Thursday, February 21, 2008

Fed's Poole Warns Rate Cuts Bring Inflation `Costs'

Bloomberg reports:
Federal Reserve Bank of St. Louis President William Poole said excessive cuts in interest rates aimed at averting a recession run the risk of accelerating inflation to an ``unacceptable'' level.

``Taking out insurance against certain risks is not free,'' Poole said in the text of a speech at Truman State University in Kirksville, Missouri. ``At any given time, policy makers could pursue a powerfully expansionary policy to all but eliminate the possibility of a significant recession in the year ahead, but doing so would come at the cost and even likelihood of an unacceptable increase in the rate of inflation.''

Poole's comments indicate a continued concern with inflation, even as Fed policy makers have identified a weakening economy as the greater risk. Reinforcing the anxiety was a Labor Department report today that consumer prices in the U.S. rose more than forecast in January.

Poole, who is retiring at the end of March, said today he won't attend the central bank's Federal Open Market Committee meeting March 18.

As Poole spoke, the Fed in Washington released new estimates for consumer prices this year.

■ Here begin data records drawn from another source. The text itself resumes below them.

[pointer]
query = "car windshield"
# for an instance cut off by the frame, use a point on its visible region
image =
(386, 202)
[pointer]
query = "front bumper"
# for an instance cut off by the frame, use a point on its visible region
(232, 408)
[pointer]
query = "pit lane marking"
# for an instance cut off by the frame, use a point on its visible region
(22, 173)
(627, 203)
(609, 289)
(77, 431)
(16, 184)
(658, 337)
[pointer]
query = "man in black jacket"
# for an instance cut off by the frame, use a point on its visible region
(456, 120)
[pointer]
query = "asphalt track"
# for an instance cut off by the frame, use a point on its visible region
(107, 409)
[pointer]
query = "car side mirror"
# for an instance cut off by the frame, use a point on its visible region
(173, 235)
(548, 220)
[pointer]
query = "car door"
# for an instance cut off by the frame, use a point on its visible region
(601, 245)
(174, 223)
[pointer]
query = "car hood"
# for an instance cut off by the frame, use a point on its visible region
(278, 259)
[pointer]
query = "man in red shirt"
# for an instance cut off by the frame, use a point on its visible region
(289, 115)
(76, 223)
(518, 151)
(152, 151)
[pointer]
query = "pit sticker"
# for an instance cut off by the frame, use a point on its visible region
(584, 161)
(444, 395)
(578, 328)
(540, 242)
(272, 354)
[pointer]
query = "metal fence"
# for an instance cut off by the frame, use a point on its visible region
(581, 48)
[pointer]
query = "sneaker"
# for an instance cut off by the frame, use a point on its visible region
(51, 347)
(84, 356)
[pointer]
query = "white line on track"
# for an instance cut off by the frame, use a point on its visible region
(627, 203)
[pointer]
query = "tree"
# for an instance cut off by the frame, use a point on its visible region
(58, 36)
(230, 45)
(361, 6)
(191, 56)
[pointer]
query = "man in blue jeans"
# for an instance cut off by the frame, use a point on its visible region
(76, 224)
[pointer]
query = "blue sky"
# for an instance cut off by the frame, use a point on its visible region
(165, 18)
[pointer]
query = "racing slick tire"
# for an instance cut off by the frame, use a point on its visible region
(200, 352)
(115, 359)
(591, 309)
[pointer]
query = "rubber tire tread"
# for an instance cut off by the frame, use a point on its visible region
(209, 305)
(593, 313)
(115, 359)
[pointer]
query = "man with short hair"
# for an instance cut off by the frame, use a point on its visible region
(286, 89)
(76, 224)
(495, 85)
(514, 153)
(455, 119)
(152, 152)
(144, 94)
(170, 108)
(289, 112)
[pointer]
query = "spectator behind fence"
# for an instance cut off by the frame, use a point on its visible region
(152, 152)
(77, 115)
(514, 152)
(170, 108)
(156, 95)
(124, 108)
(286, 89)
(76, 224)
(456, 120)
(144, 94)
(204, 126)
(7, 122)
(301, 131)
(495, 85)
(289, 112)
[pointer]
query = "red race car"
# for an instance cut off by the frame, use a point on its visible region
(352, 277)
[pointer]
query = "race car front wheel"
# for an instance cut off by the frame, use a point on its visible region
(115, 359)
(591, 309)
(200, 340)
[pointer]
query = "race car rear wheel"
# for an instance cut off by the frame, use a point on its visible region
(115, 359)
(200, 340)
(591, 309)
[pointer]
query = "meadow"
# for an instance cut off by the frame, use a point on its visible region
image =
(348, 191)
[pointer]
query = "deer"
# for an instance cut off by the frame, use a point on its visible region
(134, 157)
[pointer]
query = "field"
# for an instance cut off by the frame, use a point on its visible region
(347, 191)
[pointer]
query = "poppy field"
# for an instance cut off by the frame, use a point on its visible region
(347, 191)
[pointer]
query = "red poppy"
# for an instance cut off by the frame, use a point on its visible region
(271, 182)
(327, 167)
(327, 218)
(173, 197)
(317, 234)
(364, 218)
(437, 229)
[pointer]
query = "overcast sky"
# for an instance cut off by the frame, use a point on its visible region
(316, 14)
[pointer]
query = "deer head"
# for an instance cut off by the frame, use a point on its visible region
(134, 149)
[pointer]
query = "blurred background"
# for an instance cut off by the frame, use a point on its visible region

Inflation, excluding food and energy, will run at 2 percent to 2.2 percent this year, compared with a range of 1.7 percent to 1.9 percent that the Fed projected in October.

Bernanke's Focus

Fed Chairman Ben S. Bernanke, appearing before the Senate Banking Committee last week, indicated that policy makers are prepared to lower interest rates further to revive the economy as banks make it tougher to borrow.

``Further cuts in the target federal funds rate may or may not be appropriate,'' Poole said, adding the decision would be shaped by economic data in the weeks before the next meeting on March 18.

``The U.S. economy today is limping along,'' Poole said. ``Some believe recession is at hand; others, and I include myself in this group, believe the economy will skirt recession.''

In response to questions from the audience about a weaker dollar, Poole said ``not only is it impossible to forecast exchange rate movements, we can't even understand them after the fact.'' Disruptions in financial markets will be ``handled in due course'' as banks raise capital, he said, though homebuilders in the U.S. are in the midst of a ``depression.''
It's not often a Fed official uses the "D" word.